I didn't see jazmit's answer, which more closely answers the original poster's question with minimum fuss (two method calls). However, those method calls do more work than needed for this application (multiple tree traversals), and my solution provides lots of hooks where other users can modify it to their own needs.
Here it is:
import scala.collection.immutable.TreeSet
import scala.collection.SortedMap
// generalize the idea of an Ordering to metric sets
trait MetricOrdering[T] extends Ordering[T] {
def distance(x: T, y: T): Double
def compare(x: T, y: T) = {
val d = distance(x, y)
if (d > 0.0) 1
else if (d < 0.0) -1
else 0
}
}
class MetricSortedMap[A, B]
(elems: (A, B)*)
(implicit val ordering: MetricOrdering[A])
extends SortedMap[A, B] {
// while TreeSet searches for an element, keep track of the best it finds
// with *thread-safe* mutable state, of course
private val best = new java.lang.ThreadLocal[(Double, A, B)]

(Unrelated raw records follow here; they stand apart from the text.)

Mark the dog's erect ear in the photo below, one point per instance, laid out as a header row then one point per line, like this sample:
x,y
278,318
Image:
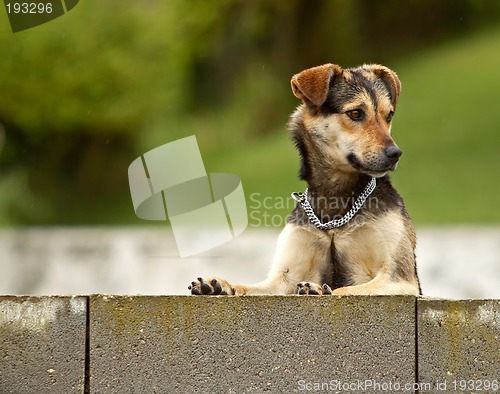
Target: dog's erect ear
x,y
311,85
390,80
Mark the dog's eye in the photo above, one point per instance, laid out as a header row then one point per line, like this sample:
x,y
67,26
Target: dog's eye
x,y
356,114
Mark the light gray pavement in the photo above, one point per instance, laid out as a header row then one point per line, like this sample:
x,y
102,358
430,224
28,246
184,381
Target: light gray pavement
x,y
457,262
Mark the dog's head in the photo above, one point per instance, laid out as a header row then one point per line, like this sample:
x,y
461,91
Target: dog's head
x,y
347,114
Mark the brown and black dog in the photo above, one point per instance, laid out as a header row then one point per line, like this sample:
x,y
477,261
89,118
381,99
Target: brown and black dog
x,y
350,232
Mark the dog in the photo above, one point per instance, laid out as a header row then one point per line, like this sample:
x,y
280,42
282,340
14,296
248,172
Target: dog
x,y
350,233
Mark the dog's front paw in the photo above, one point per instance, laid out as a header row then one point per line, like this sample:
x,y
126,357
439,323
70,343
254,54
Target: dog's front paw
x,y
212,286
308,288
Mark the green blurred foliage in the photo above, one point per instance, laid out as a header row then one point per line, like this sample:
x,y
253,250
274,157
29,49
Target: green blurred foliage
x,y
84,95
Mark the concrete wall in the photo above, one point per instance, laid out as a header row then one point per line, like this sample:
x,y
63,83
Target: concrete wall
x,y
119,344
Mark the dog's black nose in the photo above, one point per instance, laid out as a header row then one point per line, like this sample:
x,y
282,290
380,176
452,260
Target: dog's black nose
x,y
393,152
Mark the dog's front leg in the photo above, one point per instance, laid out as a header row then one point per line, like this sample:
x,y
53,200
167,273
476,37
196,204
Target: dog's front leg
x,y
301,254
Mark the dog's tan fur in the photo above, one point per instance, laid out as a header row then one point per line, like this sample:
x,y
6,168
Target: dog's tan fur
x,y
372,254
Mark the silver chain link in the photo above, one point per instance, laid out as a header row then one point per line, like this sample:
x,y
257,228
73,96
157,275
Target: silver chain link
x,y
302,199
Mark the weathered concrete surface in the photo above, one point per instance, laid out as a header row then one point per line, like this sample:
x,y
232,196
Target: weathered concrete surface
x,y
457,341
247,344
42,344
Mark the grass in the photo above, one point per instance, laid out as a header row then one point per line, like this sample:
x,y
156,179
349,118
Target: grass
x,y
446,124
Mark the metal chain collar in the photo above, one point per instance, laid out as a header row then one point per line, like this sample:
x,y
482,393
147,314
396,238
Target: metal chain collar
x,y
302,199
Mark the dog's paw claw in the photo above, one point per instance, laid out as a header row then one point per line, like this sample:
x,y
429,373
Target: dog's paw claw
x,y
308,288
207,287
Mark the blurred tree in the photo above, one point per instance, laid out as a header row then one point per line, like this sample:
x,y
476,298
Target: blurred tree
x,y
85,94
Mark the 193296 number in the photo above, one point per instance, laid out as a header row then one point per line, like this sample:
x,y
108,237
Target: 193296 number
x,y
29,8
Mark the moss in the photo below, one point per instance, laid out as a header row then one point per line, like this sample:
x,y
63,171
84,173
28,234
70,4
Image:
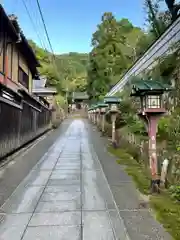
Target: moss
x,y
168,213
166,210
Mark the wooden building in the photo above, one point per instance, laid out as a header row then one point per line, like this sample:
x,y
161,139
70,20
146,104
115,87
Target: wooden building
x,y
18,63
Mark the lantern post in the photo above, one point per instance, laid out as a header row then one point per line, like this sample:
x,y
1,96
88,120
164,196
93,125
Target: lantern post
x,y
151,110
102,111
113,110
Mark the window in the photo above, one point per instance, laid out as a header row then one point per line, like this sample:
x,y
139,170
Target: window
x,y
23,78
154,101
9,55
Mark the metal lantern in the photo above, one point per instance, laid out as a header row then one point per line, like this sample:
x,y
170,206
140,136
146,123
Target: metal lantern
x,y
114,108
150,93
103,110
97,110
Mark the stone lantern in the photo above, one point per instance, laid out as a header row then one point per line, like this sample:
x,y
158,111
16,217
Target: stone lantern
x,y
89,114
151,110
97,112
113,110
102,107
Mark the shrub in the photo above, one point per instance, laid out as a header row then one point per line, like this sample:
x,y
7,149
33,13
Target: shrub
x,y
175,192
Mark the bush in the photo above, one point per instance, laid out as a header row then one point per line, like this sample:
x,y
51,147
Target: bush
x,y
175,192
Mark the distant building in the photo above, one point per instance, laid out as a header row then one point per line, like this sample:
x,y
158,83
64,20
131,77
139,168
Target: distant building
x,y
79,99
18,63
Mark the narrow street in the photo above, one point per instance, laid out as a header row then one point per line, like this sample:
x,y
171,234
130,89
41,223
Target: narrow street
x,y
65,196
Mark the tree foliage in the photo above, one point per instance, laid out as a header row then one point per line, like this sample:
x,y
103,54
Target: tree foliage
x,y
66,72
114,50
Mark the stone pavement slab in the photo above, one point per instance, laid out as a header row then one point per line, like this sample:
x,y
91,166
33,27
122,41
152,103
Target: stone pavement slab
x,y
65,196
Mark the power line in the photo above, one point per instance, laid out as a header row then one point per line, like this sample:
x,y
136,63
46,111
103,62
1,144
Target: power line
x,y
34,26
45,28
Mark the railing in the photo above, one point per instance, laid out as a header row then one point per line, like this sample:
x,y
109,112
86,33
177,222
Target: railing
x,y
22,119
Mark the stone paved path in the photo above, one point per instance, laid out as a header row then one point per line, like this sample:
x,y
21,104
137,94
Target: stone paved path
x,y
65,196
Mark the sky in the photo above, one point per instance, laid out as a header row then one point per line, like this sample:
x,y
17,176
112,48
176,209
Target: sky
x,y
70,23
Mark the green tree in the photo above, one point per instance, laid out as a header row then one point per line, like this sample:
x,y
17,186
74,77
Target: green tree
x,y
106,59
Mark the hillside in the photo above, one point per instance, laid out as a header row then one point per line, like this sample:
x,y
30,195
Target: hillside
x,y
68,73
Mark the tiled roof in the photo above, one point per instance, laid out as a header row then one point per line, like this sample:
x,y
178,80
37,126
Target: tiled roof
x,y
146,86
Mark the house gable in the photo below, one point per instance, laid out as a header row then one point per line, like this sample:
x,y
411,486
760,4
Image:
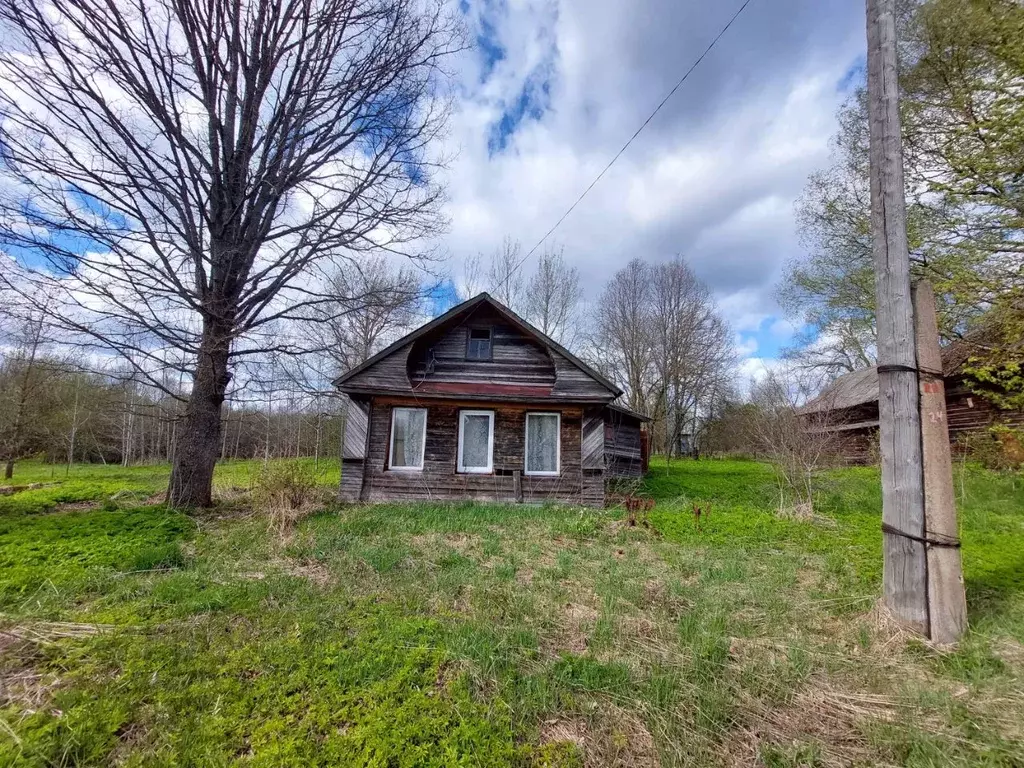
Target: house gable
x,y
523,363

best.set((-1.0, null.asInstanceOf[A], null.asInstanceOf[B]))
private val ord = new MetricOrdering[(A, B)] {
def distance(x: (A, B), y: (A, B)) = {
val diff = ordering.distance(x._1, y._1)
val absdiff = Math.abs(diff)
// the "to" position is a key-null pair; the object of interest
// is the other one
if (absdiff < best.get._1)
(x, y) match {
// in practice, TreeSet always picks this first case, but that's
// insider knowledge
case ((to, null), (pos, obj)) =>
best.set((absdiff, pos, obj))
case ((pos, obj), (to, null)) =>
best.set((absdiff, pos, obj))
case _ =>
}
diff
}
}
// use a TreeSet as a backing (not TreeMap because we need to get
// the whole pair back when we query it)
private val treeSet = TreeSet[(A, B)](elems: _*)(ord)
// find the closest key and return:
// (distance to key, the key, its associated value)
def closest(to: A): (Double, A, B) = {
treeSet.headOption match {
case Some((pos, obj)) =>
best.set((ordering.distance(to, pos), pos, obj))
case None =>
throw new java.util.NoSuchElementException(
"SortedMap has no elements, and hence no closest element")
}
treeSet((to, null.asInstanceOf[B])) // called for side effects
best.get
}
// satisfy the contract (or throw UnsupportedOperationException)
def +[B1 >: B](kv: (A, B1)): SortedMap[A, B1] =
new MetricSortedMap[A, B](
elems :+ (kv._1, kv._2.asInstanceOf[B]): _*)
def -(key: A): SortedMap[A, B] =
new MetricSortedMap[A, B](elems.filter(_._1 != key): _*)
def get(key: A): Option[B] = treeSet.find(_._1 == key).map(_._2)
def iterator: Iterator[(A, B)] = treeSet.iterator
def rangeImpl(from: Option[A], until: Option[A]): SortedMap[A, B] =
new MetricSortedMap[A, B](treeSet.rangeImpl(
from.map((_, null.asInstanceOf[B])),
until.map((_, null.asInstanceOf[B]))).toSeq: _*)
}
// test it with A = Double
implicit val doubleOrdering =
new MetricOrdering[Double] {
def distance(x: Double, y: Double) = x - y
}
// and B = String
val stuff = new MetricSortedMap[Double, String](
3.3 -> "three",
1.1 -> "one",
5.5 -> "five",
4.4 -> "four",
2.2 -> "two")
println(stuff.iterator.toList)
println(stuff.closest(1.5))
println(stuff.closest(1000))
println(stuff.closest(-1000))
println(stuff.closest(3.3))
println(stuff.closest(3.4))
println(stuff.closest(3.2))
I've been doing:
val m = SortedMap(myMap.toSeq:_*)
val offsetMap = (m.toSeq zip m.keys.toSeq.drop(1)).map {
case ( (k,v),newKey) => (newKey,v)
}.toMap
When I want the results of my map off-set by one key. I'm also looking for a better way, preferably without storing an extra map.